- Born: Ida Holterhoff August 22, 1865 Cincinnati, Ohio
- Died: February 3, 1950 (aged 84)
- Known for: Painting
- Spouse: George Clarence Holloway ​ ​(m. 1894⁠–⁠1910)​

= Ida Holterhoff Holloway =

American painter

Ida Holterhoff Holloway (August 22, 1865 or August 8, 1866 – February 3, 1950) was an American painter, designer and instructor known primarily for her watercolors and landscapes.
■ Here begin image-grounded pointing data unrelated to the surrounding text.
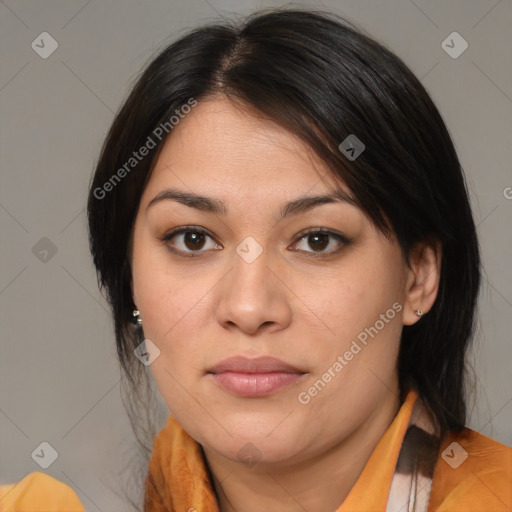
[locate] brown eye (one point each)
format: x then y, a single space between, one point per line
318 242
321 242
193 240
189 241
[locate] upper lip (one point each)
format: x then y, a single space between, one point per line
253 365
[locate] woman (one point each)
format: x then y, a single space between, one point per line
282 226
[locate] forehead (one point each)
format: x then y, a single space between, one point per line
226 148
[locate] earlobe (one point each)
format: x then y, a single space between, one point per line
422 281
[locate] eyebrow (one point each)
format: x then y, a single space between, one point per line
211 205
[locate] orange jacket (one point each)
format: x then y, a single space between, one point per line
481 483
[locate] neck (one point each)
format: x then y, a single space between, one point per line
320 483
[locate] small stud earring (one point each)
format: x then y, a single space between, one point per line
136 317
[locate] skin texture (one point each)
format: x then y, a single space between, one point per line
288 304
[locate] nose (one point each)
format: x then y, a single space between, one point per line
252 297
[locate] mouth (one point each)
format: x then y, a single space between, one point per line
254 377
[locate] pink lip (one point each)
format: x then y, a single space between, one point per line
254 377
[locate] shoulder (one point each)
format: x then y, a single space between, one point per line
473 474
39 491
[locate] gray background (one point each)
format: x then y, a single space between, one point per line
59 380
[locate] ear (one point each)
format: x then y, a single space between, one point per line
422 280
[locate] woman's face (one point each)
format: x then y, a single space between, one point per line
247 276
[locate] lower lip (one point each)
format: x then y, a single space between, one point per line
255 384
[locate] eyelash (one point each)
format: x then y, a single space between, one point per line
343 240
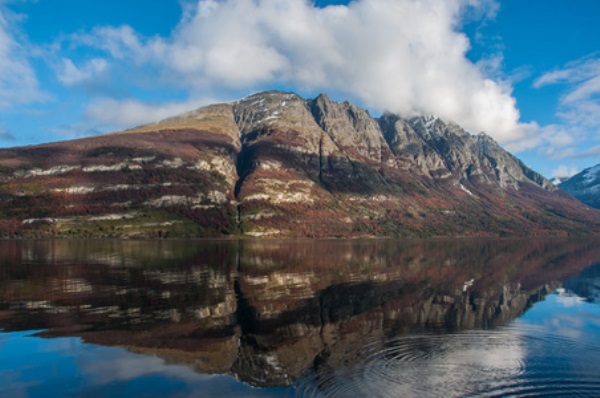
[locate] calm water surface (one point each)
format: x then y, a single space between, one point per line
379 318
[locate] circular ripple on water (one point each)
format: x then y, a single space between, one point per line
505 362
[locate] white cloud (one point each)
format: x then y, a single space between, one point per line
118 115
71 75
580 105
406 56
6 135
564 171
18 82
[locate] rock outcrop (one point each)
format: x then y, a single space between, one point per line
274 164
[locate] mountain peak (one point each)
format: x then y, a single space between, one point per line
274 164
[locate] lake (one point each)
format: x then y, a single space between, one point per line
376 318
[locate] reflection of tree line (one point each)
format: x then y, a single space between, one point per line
267 311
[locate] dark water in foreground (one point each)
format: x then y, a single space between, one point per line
300 318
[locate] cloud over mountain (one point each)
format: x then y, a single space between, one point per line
406 56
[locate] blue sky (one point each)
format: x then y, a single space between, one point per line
525 72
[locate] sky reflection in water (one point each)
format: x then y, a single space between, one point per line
365 331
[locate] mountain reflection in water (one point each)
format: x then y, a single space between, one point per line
380 317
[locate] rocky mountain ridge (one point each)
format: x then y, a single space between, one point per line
274 164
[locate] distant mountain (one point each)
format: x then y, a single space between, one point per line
276 165
584 186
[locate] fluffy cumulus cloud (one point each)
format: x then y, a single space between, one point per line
129 113
18 82
563 172
6 135
406 56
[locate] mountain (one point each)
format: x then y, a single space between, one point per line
584 186
274 164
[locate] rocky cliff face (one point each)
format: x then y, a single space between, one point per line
275 164
584 186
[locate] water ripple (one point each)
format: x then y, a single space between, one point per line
500 363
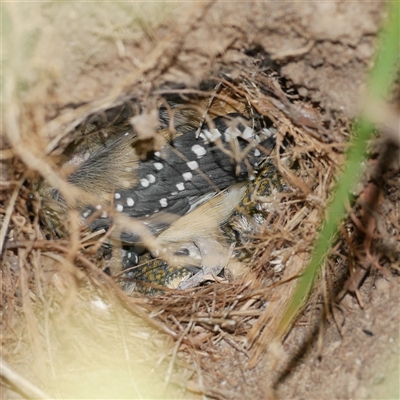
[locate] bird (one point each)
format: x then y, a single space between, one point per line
188 178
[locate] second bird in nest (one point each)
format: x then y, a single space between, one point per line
191 181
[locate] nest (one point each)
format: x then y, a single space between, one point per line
63 318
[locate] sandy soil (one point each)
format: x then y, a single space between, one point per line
321 49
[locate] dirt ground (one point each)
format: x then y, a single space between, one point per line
323 50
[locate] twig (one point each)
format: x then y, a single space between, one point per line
27 389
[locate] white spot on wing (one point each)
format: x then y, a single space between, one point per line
200 151
187 176
192 165
151 178
163 202
144 182
86 214
180 186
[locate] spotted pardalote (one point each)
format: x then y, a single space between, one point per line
184 181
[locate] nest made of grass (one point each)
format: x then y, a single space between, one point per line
62 318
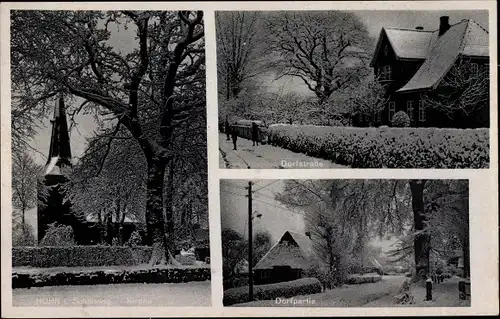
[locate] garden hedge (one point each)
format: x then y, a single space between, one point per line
387 147
98 277
303 286
80 256
363 279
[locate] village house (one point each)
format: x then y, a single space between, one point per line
412 64
287 260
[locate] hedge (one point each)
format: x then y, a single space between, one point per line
303 286
363 279
387 147
98 277
80 256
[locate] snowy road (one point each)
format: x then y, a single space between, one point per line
347 296
176 295
265 156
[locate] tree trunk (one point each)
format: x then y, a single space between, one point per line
422 241
169 214
465 253
155 222
109 228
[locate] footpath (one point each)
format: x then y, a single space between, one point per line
265 156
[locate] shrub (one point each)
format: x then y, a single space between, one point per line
404 295
79 256
22 235
99 277
400 119
58 235
135 239
303 286
363 279
388 148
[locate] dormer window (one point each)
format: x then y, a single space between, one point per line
474 68
386 73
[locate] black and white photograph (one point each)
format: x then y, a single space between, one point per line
109 159
353 89
345 243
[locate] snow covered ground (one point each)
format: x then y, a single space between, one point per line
175 295
265 156
444 294
346 296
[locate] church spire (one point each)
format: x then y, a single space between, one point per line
60 150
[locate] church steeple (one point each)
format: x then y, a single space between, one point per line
59 158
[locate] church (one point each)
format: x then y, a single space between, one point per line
56 208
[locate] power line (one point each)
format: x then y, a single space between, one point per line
233 193
232 184
258 189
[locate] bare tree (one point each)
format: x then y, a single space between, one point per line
25 175
239 49
151 90
327 50
463 92
367 98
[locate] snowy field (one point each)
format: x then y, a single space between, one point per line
265 156
174 295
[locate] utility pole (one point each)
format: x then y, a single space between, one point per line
250 248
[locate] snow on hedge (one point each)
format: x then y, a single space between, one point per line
303 286
363 279
387 147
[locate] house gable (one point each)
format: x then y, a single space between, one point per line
465 38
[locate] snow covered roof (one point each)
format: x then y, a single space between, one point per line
439 53
292 250
463 38
410 44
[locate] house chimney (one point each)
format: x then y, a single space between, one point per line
444 24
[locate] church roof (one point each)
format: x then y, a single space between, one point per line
59 158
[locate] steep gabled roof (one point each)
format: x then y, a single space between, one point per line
406 43
292 250
464 38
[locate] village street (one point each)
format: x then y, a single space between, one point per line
264 156
166 294
346 296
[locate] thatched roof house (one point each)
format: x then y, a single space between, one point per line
286 260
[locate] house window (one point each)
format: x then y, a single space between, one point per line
392 110
385 73
474 67
421 111
409 110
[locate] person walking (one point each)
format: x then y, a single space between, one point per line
234 135
255 134
227 128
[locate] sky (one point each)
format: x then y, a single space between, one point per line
124 41
374 22
276 219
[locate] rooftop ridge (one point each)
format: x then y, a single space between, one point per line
409 29
432 31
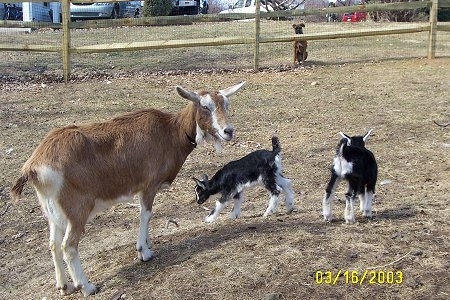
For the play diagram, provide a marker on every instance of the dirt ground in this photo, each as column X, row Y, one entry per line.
column 404, row 248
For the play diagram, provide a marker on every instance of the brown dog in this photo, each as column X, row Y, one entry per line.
column 300, row 53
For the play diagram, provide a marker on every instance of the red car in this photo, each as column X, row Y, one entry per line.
column 354, row 17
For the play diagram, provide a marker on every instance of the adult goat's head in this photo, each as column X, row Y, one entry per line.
column 212, row 114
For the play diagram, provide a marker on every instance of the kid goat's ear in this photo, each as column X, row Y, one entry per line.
column 349, row 140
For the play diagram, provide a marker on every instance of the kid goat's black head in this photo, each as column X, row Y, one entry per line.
column 357, row 141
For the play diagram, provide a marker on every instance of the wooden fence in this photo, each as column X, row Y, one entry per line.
column 66, row 25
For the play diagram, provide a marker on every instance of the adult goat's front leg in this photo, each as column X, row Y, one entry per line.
column 143, row 242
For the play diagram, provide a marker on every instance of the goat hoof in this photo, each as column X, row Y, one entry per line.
column 88, row 289
column 67, row 289
column 145, row 254
column 367, row 214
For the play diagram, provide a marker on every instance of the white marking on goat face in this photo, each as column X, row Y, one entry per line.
column 341, row 166
column 212, row 119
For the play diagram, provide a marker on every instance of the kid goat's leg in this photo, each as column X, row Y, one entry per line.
column 142, row 245
column 368, row 195
column 349, row 213
column 238, row 198
column 274, row 195
column 286, row 186
column 327, row 202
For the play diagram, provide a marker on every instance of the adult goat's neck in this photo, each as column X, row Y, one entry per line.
column 187, row 125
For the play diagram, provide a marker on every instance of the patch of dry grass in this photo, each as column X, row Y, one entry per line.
column 251, row 257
Ida Holterhoff was born in Cincinnati, Ohio, a daughter of Godfrey Holterhoff, a Prussian-born merchant, and his wife Helena. She attended the Cincinnati Art Academy where she studied with Frank Duveneck. In 1894 she married Captain George Clarence Holloway (deceased 1910). She taught art in San Francisco and Cincinnati beginning in the 1890s. She was a member of Cincinnati Association of Professional Artists; Cincinnati MacDowell Club; The Crafters Co.; Three Arts Club; Ohio WCS; and Porcelain League of Cincinnati. She was a founding member of Cincinnati Women's Art Club.

Her niece, Leila Holterhoff (1885–1968), was a concert singer and linguist.